NFU Scotland raises concerns over EC integration proposal

EU proposed reforms have NFU Scotland concerned.

NFU Scotland (NFUS) has spoken out about its concerns that Scottish fruit and vegetable growers will be disadvantaged by proposed EC reforms. The EC announced a number of changes, which could come into effect from January 2008 if agreed by EU farm ministers (Grower, 25 January). But NFUS is worried about the proposal to integrate fruit and vegetable sectors, including potato growers, into the Single Farm Payment (SFP) scheme. The move could cause problems in member states, or regions such as Scotland, that adopted the historic model of allocation SFP entitlements and are therefore not paying support payments on land used to grow fruit and vegetables — because they are historically unsupported. So while existing fruit and vegetable growers would gain no support under the system, existing holders of SFP entitlements who decided to go into growing fruit and vegetable on their land could claim. In England, the NFU has welcomed the reform because members can already receive support in the fruit and vegetables sectors since the regional payment model was adopted and is area based.
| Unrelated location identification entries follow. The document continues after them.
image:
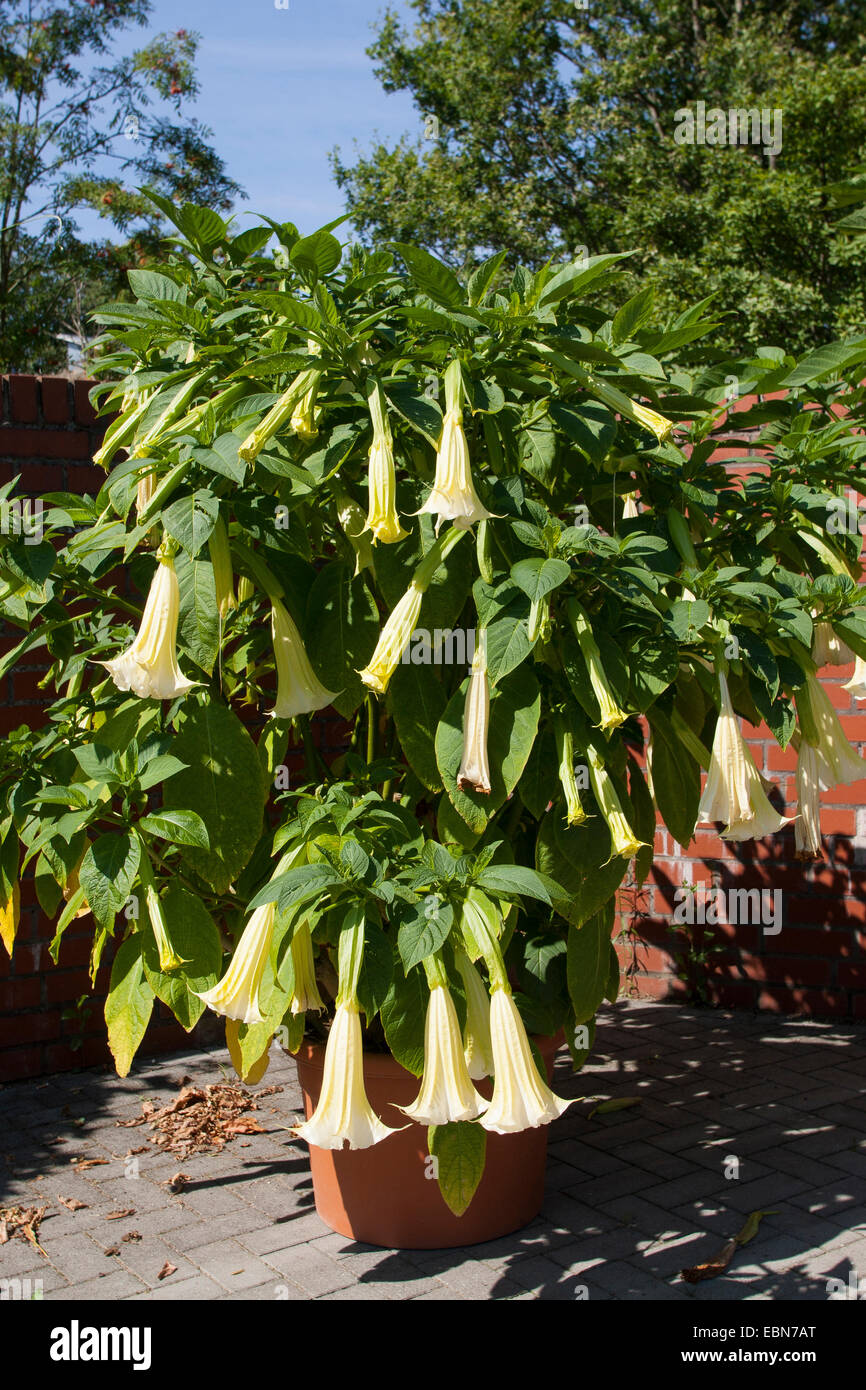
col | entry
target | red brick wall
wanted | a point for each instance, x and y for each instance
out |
(816, 965)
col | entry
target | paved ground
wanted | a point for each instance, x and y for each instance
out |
(633, 1196)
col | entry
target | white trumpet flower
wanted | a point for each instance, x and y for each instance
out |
(520, 1098)
(237, 994)
(344, 1114)
(298, 688)
(446, 1093)
(474, 767)
(149, 667)
(734, 788)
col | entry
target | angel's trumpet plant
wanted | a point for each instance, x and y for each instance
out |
(610, 712)
(237, 993)
(829, 649)
(521, 1100)
(299, 691)
(402, 622)
(344, 1114)
(837, 762)
(305, 993)
(734, 790)
(474, 772)
(381, 476)
(453, 495)
(565, 752)
(856, 685)
(623, 840)
(477, 1050)
(446, 1093)
(149, 667)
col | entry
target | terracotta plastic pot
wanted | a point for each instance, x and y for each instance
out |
(387, 1196)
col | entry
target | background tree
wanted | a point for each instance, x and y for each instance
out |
(548, 127)
(78, 128)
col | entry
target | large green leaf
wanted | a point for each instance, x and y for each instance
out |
(588, 963)
(128, 1005)
(196, 941)
(459, 1150)
(224, 784)
(515, 710)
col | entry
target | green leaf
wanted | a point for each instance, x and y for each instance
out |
(460, 1151)
(128, 1005)
(676, 779)
(180, 827)
(191, 520)
(419, 702)
(107, 873)
(588, 963)
(195, 938)
(224, 784)
(424, 926)
(403, 1014)
(431, 275)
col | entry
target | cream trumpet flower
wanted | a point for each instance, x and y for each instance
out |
(446, 1093)
(453, 495)
(623, 840)
(856, 685)
(477, 1050)
(298, 688)
(837, 762)
(520, 1098)
(381, 476)
(734, 788)
(808, 823)
(149, 667)
(237, 994)
(829, 649)
(402, 622)
(344, 1114)
(305, 995)
(474, 772)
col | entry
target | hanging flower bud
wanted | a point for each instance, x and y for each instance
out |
(856, 685)
(381, 476)
(623, 840)
(477, 1048)
(453, 495)
(612, 715)
(808, 823)
(402, 622)
(474, 769)
(565, 749)
(221, 562)
(446, 1093)
(829, 649)
(149, 667)
(837, 762)
(237, 994)
(298, 688)
(521, 1100)
(734, 788)
(305, 994)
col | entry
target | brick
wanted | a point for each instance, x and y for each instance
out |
(24, 399)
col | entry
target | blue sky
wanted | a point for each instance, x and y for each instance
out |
(281, 88)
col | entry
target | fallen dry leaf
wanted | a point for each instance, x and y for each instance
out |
(72, 1204)
(716, 1266)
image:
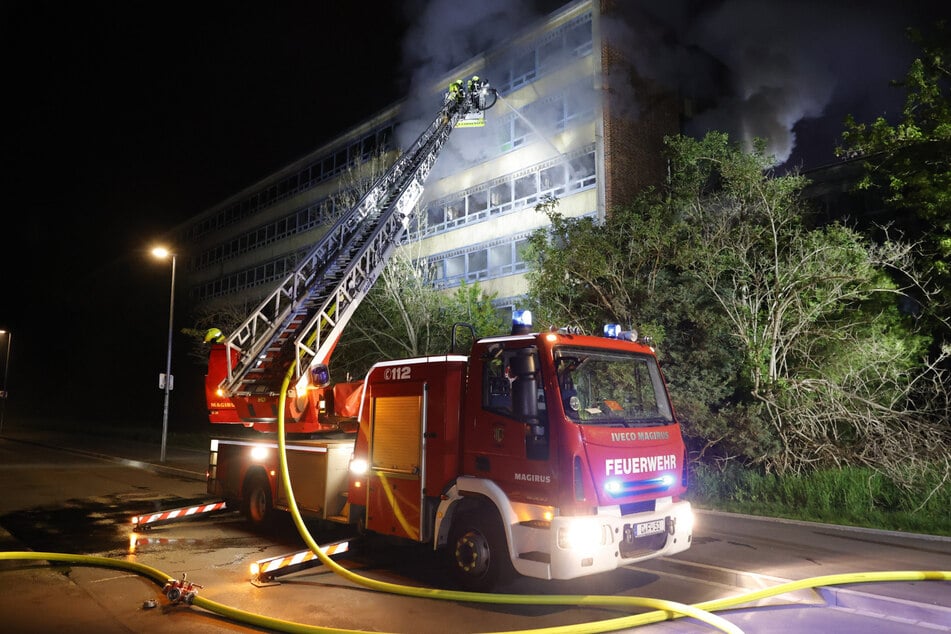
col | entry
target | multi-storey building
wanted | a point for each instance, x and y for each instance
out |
(572, 122)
NFUS chief executive Andy Robertson said: “The historic model of single farm payments included a very important mechanism to prevent fruit and vegetable growers being disadvantaged. This was the ‘negative list’, which to date has protected the unsupported sectors by preventing SFP recipients effectively subsidising a move into fruit and vegetables. “It would be quite wrong for the negative list to be abolished and for this protection to be removed. If the proposal is adopted, I can see no other way for the [Scottish] Executive to protect our fruit and vegetable growers than by offering them entitlements.” It is feared that unless the Scottish Executive gives support, growers in Scotland will be overtaken by countries that do receive support from their governments. Robertson said: “We will be working closely with Brussels and the Executive to ensure the concerns of Scotland’s fruit and vegetable businesses are heard.”